Na Ordem de Malta desde 1975

 

Nascido em Bréscia em 1950, Fra' Marco Luzzago, depois de estudar nos Frades Franciscanos, estudou medicina nas Universidades de Pádua e Parma, antes de ser chamado para administrar os interesses de propriedade de sua família. Ele havia sido admitido na Soberana Ordem de Malta em 1975 no Grão Priorado da Lombardia e Veneza.

Em 2003 fez os votos religiosos solenes. Participou de inúmeras peregrinações internacionais da Ordem de Malta a Lourdes e as peregrinações nacionais a Assis e Loreto. Desde 2010 dedicava toda a sua vida à Ordem de Malta, mudando-se para a região italiana das Marchas para cuidar de uma das Comendas da Ordem, a de Villa Ciccolini. Desde 2011 era Comendador de Justiça no Grão Priorado de Roma, onde ocupou o cargo de Delegado das Marcas Norte e chefe da biblioteca. Entre 2017 e 2020 foi conselheiro da Associação Italiana da Ordem de Malta.

No ano passado, o Papa Francisco havia confirmado Fra' Marco Luzzago como Lugar Tenente de Grão-Mestre "até a conclusão do Capítulo Geral Extraordinário e posterior eleição de um novo Grão-Mestre pelo Conselho de Estado".

Em uma carta ao cardeal Tomasi, delegado especial do Pontífice junto à Ordem, Francisco havia explicado sua escolha ao mesmo tempo em que mostrava seu apoio e encorajamento à Família Giovannita "nas muitas obras de caridade que realiza com o trabalho louvável", por meio de seus membros e voluntários em diferentes partes do mundo, na fidelidade às finalidades da Ordem, isto é, a defesa da fé e o serviço aos pobres, aos doentes e aos mais fracos.

A Ordem de Malta: desde as suas origens até os dias de hoje

 

O nascimento da comunidade religiosa dos Hospitalários de São João – lê-se no site da Soberana Ordem de Malta – remonta a 1048 na Terra Santa.
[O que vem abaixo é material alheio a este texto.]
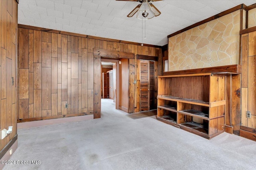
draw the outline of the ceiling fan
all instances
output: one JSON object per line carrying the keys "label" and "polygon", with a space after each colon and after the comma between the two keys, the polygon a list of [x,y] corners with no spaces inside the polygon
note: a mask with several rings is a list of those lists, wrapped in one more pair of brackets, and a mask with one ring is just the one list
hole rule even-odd
{"label": "ceiling fan", "polygon": [[155,16],[159,16],[161,12],[152,4],[152,2],[162,0],[116,0],[118,1],[134,1],[141,3],[127,15],[128,17],[132,17],[136,12],[137,18],[140,20],[147,20]]}

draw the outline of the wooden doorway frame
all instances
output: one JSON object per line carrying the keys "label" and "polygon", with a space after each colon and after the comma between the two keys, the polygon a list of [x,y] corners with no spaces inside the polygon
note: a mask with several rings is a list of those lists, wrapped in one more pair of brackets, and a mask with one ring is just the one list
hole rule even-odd
{"label": "wooden doorway frame", "polygon": [[119,60],[111,59],[101,59],[100,62],[111,62],[116,63],[116,93],[115,95],[116,98],[116,109],[119,109]]}

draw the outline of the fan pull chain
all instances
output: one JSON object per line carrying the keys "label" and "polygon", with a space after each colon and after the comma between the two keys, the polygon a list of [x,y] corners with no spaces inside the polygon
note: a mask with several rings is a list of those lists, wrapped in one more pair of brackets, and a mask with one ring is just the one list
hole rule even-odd
{"label": "fan pull chain", "polygon": [[144,37],[144,39],[146,39],[146,19],[145,20],[145,37]]}
{"label": "fan pull chain", "polygon": [[141,46],[143,46],[143,20],[141,21]]}

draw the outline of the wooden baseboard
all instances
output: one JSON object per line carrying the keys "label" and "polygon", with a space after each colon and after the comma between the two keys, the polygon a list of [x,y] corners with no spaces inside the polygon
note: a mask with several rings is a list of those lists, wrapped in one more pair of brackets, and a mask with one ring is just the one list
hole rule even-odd
{"label": "wooden baseboard", "polygon": [[256,141],[256,129],[240,126],[240,136]]}
{"label": "wooden baseboard", "polygon": [[17,120],[17,123],[26,122],[28,121],[35,121],[37,120],[47,120],[53,119],[62,118],[64,117],[72,117],[74,116],[83,116],[84,115],[92,115],[93,114],[93,111],[88,111],[87,113],[77,114],[70,114],[64,115],[56,115],[52,116],[46,116],[45,117],[34,117],[27,119],[22,119]]}
{"label": "wooden baseboard", "polygon": [[12,145],[18,139],[18,134],[16,134],[12,139],[11,140],[9,143],[3,149],[0,151],[0,159],[4,156],[4,155],[8,151],[10,148],[12,146]]}

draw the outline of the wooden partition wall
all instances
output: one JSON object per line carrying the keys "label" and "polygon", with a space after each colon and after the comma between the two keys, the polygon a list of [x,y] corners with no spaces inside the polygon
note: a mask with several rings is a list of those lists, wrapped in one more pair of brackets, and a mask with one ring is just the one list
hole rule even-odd
{"label": "wooden partition wall", "polygon": [[[100,117],[101,56],[94,56],[94,49],[162,55],[158,47],[20,26],[18,122],[90,114]],[[129,93],[124,100],[129,98],[129,113],[140,108],[137,60],[129,59],[129,78],[125,82]]]}
{"label": "wooden partition wall", "polygon": [[15,0],[1,0],[0,9],[0,131],[8,129],[9,126],[13,126],[12,133],[0,142],[0,158],[2,158],[17,137],[16,62],[18,4]]}

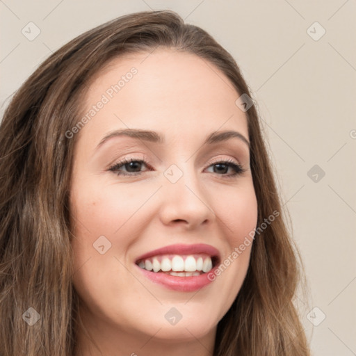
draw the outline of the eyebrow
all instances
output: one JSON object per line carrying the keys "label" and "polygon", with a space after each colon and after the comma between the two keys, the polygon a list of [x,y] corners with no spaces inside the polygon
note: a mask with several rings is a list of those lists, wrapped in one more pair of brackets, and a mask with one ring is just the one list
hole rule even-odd
{"label": "eyebrow", "polygon": [[[114,131],[110,132],[106,136],[105,136],[102,138],[102,140],[99,143],[99,145],[97,146],[97,149],[99,147],[102,146],[108,140],[114,137],[120,136],[131,137],[134,138],[137,138],[145,141],[149,141],[155,143],[165,143],[165,139],[163,136],[154,131],[140,130],[137,129],[122,129],[120,130],[115,130]],[[210,135],[209,135],[207,137],[205,141],[204,142],[204,145],[212,145],[213,143],[226,141],[232,138],[239,139],[242,142],[244,142],[248,145],[248,148],[250,148],[250,143],[248,140],[248,139],[239,132],[232,130],[212,132]]]}

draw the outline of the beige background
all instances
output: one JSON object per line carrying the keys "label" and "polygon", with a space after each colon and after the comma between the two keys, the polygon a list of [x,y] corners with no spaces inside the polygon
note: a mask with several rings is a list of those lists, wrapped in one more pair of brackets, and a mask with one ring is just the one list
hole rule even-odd
{"label": "beige background", "polygon": [[[356,355],[355,0],[1,0],[1,115],[51,51],[107,20],[150,8],[172,9],[206,29],[241,66],[305,262],[310,300],[298,298],[313,354]],[[31,41],[22,33],[30,22],[41,31]],[[314,165],[324,177],[308,176]],[[326,316],[317,326],[307,317],[314,307],[314,324]]]}

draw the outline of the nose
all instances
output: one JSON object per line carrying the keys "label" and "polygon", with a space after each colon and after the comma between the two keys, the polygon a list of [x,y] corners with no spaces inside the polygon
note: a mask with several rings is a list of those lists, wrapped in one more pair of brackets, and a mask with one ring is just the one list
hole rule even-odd
{"label": "nose", "polygon": [[216,214],[209,202],[211,195],[204,190],[199,177],[186,170],[175,183],[163,178],[160,218],[165,225],[180,225],[193,229],[211,223]]}

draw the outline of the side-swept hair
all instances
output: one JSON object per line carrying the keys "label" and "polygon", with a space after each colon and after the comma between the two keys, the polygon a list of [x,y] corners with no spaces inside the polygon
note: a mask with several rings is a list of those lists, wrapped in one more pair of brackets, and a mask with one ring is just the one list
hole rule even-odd
{"label": "side-swept hair", "polygon": [[[72,284],[69,189],[87,83],[111,60],[159,47],[194,54],[250,92],[232,56],[202,29],[170,10],[118,17],[54,53],[13,96],[0,126],[0,356],[69,356],[79,298]],[[236,97],[237,99],[237,97]],[[281,211],[257,111],[248,112],[258,225]],[[218,325],[214,355],[307,356],[293,305],[298,256],[282,214],[255,238],[232,306]],[[22,314],[40,318],[33,325]]]}

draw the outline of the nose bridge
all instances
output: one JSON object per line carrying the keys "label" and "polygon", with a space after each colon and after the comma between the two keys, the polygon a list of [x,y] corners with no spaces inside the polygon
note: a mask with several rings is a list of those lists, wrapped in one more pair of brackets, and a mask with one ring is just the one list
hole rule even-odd
{"label": "nose bridge", "polygon": [[166,223],[184,220],[196,225],[213,218],[215,213],[191,161],[172,164],[163,175],[161,218]]}

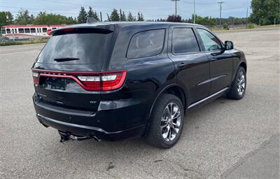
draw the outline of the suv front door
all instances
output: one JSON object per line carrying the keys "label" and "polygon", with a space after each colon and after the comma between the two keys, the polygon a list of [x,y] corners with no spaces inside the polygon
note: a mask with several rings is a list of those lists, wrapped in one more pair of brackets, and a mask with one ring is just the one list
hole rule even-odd
{"label": "suv front door", "polygon": [[197,30],[203,50],[210,60],[210,94],[212,94],[230,85],[232,56],[227,50],[221,52],[224,46],[212,33],[204,29],[197,28]]}
{"label": "suv front door", "polygon": [[189,104],[209,95],[210,66],[192,27],[172,27],[169,31],[169,57],[174,62],[177,82],[188,94]]}

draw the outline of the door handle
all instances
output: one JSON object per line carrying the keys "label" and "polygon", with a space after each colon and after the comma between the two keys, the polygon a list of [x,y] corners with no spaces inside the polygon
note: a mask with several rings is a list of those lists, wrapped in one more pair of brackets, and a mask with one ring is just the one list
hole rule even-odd
{"label": "door handle", "polygon": [[178,68],[183,69],[183,68],[185,68],[186,64],[185,64],[185,63],[181,63],[181,64],[179,64],[178,65],[177,65],[177,66],[178,66]]}
{"label": "door handle", "polygon": [[217,58],[211,58],[211,59],[210,59],[210,61],[217,61],[217,60],[218,60]]}

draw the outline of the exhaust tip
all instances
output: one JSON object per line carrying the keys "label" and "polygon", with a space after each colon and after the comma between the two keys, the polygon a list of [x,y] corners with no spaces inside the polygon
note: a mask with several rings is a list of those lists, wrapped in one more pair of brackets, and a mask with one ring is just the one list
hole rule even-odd
{"label": "exhaust tip", "polygon": [[101,139],[97,137],[97,136],[93,136],[92,138],[93,138],[93,139],[94,139],[95,141],[97,141],[97,142],[100,142],[100,141],[101,141]]}

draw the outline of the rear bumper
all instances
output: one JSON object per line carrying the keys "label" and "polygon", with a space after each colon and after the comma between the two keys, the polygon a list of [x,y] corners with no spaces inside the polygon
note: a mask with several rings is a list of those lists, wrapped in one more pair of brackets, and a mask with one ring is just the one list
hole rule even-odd
{"label": "rear bumper", "polygon": [[98,127],[79,125],[56,120],[40,114],[37,114],[36,116],[39,122],[46,127],[51,127],[59,131],[79,136],[96,136],[98,138],[105,141],[116,141],[141,136],[146,129],[146,126],[142,125],[123,131],[110,132]]}
{"label": "rear bumper", "polygon": [[[34,104],[38,121],[45,127],[51,127],[60,131],[78,136],[96,136],[101,140],[115,141],[141,136],[146,131],[144,117],[135,115],[130,117],[129,115],[125,115],[135,111],[133,108],[137,106],[89,113],[42,105],[34,96]],[[125,113],[126,110],[129,111]],[[120,116],[122,117],[120,118]]]}

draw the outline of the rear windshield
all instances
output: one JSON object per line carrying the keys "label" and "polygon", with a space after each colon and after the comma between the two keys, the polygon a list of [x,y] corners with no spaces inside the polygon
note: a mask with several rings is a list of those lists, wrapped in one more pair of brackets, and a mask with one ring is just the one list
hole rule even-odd
{"label": "rear windshield", "polygon": [[85,64],[108,57],[113,33],[66,34],[52,36],[37,59],[38,63]]}

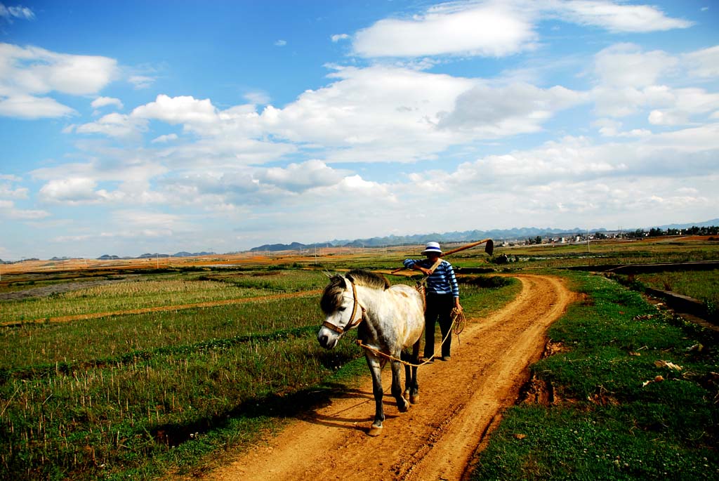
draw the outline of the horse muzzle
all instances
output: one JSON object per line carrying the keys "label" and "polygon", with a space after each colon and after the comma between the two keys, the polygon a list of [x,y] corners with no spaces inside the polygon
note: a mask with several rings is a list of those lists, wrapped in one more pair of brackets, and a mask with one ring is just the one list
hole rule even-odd
{"label": "horse muzzle", "polygon": [[325,349],[332,349],[336,346],[340,337],[341,336],[336,332],[324,326],[317,333],[317,342],[319,342],[320,346]]}

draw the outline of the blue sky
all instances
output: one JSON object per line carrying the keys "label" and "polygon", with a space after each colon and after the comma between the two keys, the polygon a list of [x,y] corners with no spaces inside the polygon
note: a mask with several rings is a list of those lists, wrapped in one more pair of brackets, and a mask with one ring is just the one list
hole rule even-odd
{"label": "blue sky", "polygon": [[710,0],[0,1],[0,258],[719,217]]}

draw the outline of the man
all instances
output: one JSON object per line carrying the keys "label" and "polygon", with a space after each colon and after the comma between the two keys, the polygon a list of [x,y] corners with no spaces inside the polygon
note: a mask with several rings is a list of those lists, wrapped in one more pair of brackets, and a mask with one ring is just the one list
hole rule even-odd
{"label": "man", "polygon": [[450,359],[452,348],[452,313],[453,308],[462,311],[459,304],[459,287],[452,264],[441,259],[439,244],[427,242],[422,251],[426,258],[406,259],[408,269],[420,270],[427,276],[425,292],[426,310],[424,312],[424,357],[432,362],[434,357],[434,325],[439,321],[439,330],[444,342],[441,346],[441,359]]}

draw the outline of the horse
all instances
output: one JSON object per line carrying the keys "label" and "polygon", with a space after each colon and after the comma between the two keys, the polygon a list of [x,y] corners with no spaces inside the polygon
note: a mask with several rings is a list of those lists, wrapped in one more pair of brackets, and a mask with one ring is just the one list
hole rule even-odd
{"label": "horse", "polygon": [[[326,318],[317,340],[325,349],[332,349],[345,333],[357,328],[357,338],[364,344],[372,373],[375,408],[370,434],[376,436],[385,420],[380,372],[388,359],[392,368],[392,395],[400,412],[407,411],[411,403],[419,400],[416,365],[424,329],[424,301],[415,288],[404,284],[390,286],[383,276],[352,270],[344,276],[330,277],[320,307]],[[411,346],[411,357],[406,352]],[[415,365],[405,364],[404,393],[400,379],[400,359]]]}

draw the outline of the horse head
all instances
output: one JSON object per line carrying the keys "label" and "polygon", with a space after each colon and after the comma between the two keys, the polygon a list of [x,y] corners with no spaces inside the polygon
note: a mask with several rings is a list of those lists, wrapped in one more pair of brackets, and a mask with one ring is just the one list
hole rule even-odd
{"label": "horse head", "polygon": [[317,341],[325,349],[336,346],[345,332],[360,325],[365,313],[351,273],[347,277],[339,274],[331,277],[319,305],[325,319],[317,333]]}

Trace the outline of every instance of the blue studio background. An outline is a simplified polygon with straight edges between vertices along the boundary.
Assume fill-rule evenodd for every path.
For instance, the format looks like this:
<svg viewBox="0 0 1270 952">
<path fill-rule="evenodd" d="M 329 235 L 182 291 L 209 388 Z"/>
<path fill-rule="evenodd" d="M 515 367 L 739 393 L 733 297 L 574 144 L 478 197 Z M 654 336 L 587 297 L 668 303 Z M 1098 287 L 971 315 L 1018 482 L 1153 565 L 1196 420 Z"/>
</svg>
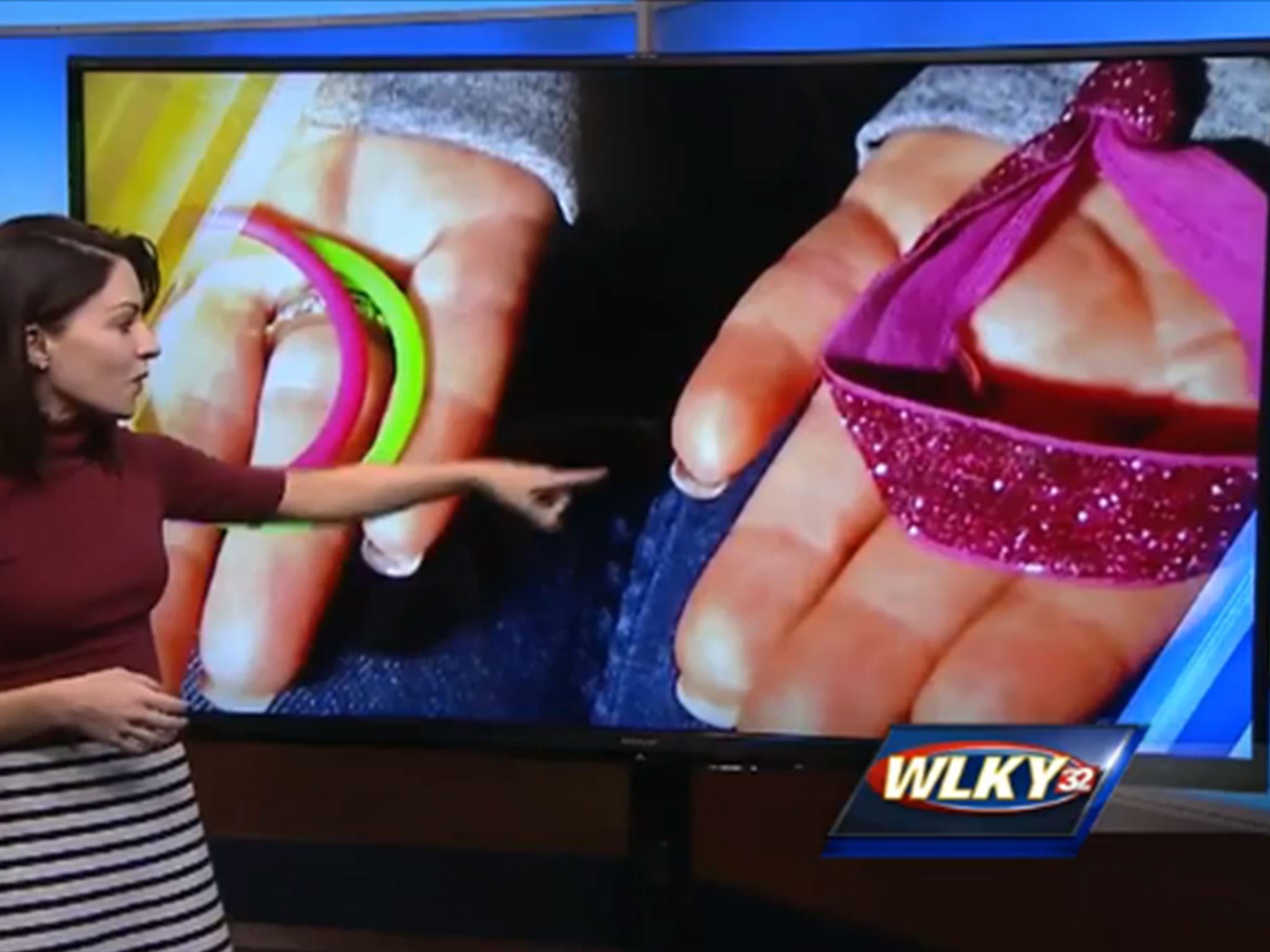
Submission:
<svg viewBox="0 0 1270 952">
<path fill-rule="evenodd" d="M 566 8 L 578 8 L 577 11 Z M 348 17 L 462 11 L 464 20 L 368 25 Z M 478 11 L 489 19 L 471 19 Z M 513 13 L 513 17 L 508 17 Z M 542 15 L 533 15 L 542 14 Z M 550 14 L 550 15 L 546 15 Z M 251 20 L 330 18 L 251 28 Z M 146 32 L 157 24 L 232 29 Z M 119 24 L 136 25 L 132 32 Z M 43 27 L 69 27 L 44 30 Z M 1270 36 L 1257 0 L 697 0 L 655 14 L 660 53 L 828 52 L 1053 46 Z M 629 56 L 636 0 L 0 0 L 0 220 L 67 207 L 66 60 L 71 56 Z M 1200 795 L 1270 809 L 1270 796 Z"/>
</svg>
Em 1291, após a queda de Acre e a perda da Terra Santa, a Ordem transferiu sua sede e hospital para Limassol, na ilha de Chipre. Em 1307 sob a liderança do Grão-Mestre Fra’ Foulques de Villaret, os cavaleiros da Ordem de São João desembarcaram em Rodes. Em 1310 eles mudaram sua sede para lá. Em 1523, após seis meses de cerco e batalhas sangrentas com a frota e o exército do sultão Solimão, o Magnífico, os cavaleiros foram forçados a se render e abandonar Rodes. A Ordem permaneceu sem território por alguns anos até 1530, quando tomou posse da ilha de Malta. Em 1565 os cavaleiros, liderados pelo Grão-Mestre Fra' Jean de la Vallette, defenderam a ilha dos otomanos durante o Grande Cerco de Malta. No ano seguinte, começou a construção da cidade fortificada e do porto de Valletta, que leva o nome do Grão-Mestre Fra' Jean de la Vallette. Algumas décadas depois, a frota da Ordem participou da Santa Liga, promovida pelo Papa Pio V para combater o avanço do Império Otomano. Em 7 de outubro de 1571 contribuiu para a vitória da frota cristã na batalha de Lepanto.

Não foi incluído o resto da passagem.